2. Les ques­tions posées par ces athées, à pro­pos de la ques­tion du mal, peuvent se résu­mer aux suivantes :

  • a) com­ment un Dieu tout-​puissant, omni­scient et infi­ni­ment bon peut-​il exis­ter en pré­sence du mal ?
  • b) l’argument de l’ordre du monde aus­si trou­blé peut-​il être uti­li­sé pour démon­trer l’existence de Dieu ?
  • c) le mal soit phy­sique soit moral est attri­buable en fin de compte à la res­pon­sa­bi­li­té du Créateur
  • d) dire que le mal existe parce que Dieu nous laisse libres revient à nier la liber­té de Dieu et des bien­heu­reux, à mettre l’ignorance au-​dessus de la connaissance
  • e) com­ment un Dieu Père peut-​il lais­ser ses enfants souffrir ?
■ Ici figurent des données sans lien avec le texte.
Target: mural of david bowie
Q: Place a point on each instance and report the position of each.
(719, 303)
3. Dans la Somme théo­lo­gique, à l’article 3 de la ques­tion II, saint Thomas d’Aquin pré­sente cet argu­ment de manière beau­coup plus tech­nique, c’est-à-dire méta­phy­sique. L’objectant part en effet d’un prin­cipe logique : « De deux contraires, si l’un est infi­ni, l’autre est tota­le­ment abo­li ». Par exemple, une lumière d’intensité finie lais­se­rait encore sub­sis­ter des zones d’ombre, mais s’il exis­tait une lumière infi­nie, toute obs­cu­ri­té dis­pa­raî­trait néces­sai­re­ment. Le mot Dieu évoque la notion d’un bien infi­ni. C’est pour­quoi, si la réa­li­té dési­gnée par le mot Dieu exis­tait, il n’y aurait abso­lu­ment aucun mal. L’objection peut se mettre en forme de la manière suivante :

Majeure 1 : si Dieu est, le mal n’est pas
Mineure 1 : or, le mal est.
Conclusion 1 : donc Dieu n’est pas

Preuve de la Majeure 1 :

Majeure 2 : Si l’un de deux contraires est infi­ni, l’autre n’est pas
Mineure 2 : Or, Dieu est bon­té infi­nie et la bon­té est le contraire du mal
Conclusion 2 = Majeur 1 : Donc, si Dieu est le mal n’est pas

4. Saint Thomas n’a pas de peine à mon­trer que l’on doit nier la Majeure 1 et dans la Mineure 2 nier que « la bon­té est le contraire du mal ». Le mal est la pri­va­tion et non le contraire de la bon­té, c’est-à-dire qu’il n’est pas ce qui serait tout autre chose que la bon­té, dia­mé­tra­le­ment oppo­sé à celle-​ci et fai­sant tota­le­ment abs­trac­tion d’elle ; car il est l’absence d’une cer­taine part de bon­té dans la bon­té. La mala­die est par exemple l’absence d’une cer­taine part de san­té dans un orga­nisme qui reste par ailleurs sain : les aveugles entendent et les sourds voient. Loin d’exclure la bon­té, le mal la sup­pose, tout comme loin d’exclure toute san­té (ce qui serait exclure la vie) la mala­die la sup­pose. Et donc, loin d’exclure l’existence de Dieu, le mal la sup­pose, puisque Dieu est la cause néces­saire de la part de bon­té qui demeure et que le mal sup­pose. Cette réponse logique est satis­fai­sante aux yeux de la logique. Mais encore faut-​il en péné­trer les termes. La réponse de saint Thomas est « extrê­me­ment ellip­tique »[8], mais elle se situe en par­faite confor­mi­té avec cette réponse d’ordre logique. « A l’objection du mal », dit-​il, « saint Augustin répond : Dieu, sou­ve­rai­ne­ment bon, ne per­met­trait aucu­ne­ment que quelque mal s’introduise dans ses œuvres, s’il n’était tel­le­ment puis­sant et bon que du mal même il puisse faire du bien. C’est donc à l’infinie bon­té de Dieu que se rat­tache sa volon­té de per­mettre des maux pour en tirer des biens ». 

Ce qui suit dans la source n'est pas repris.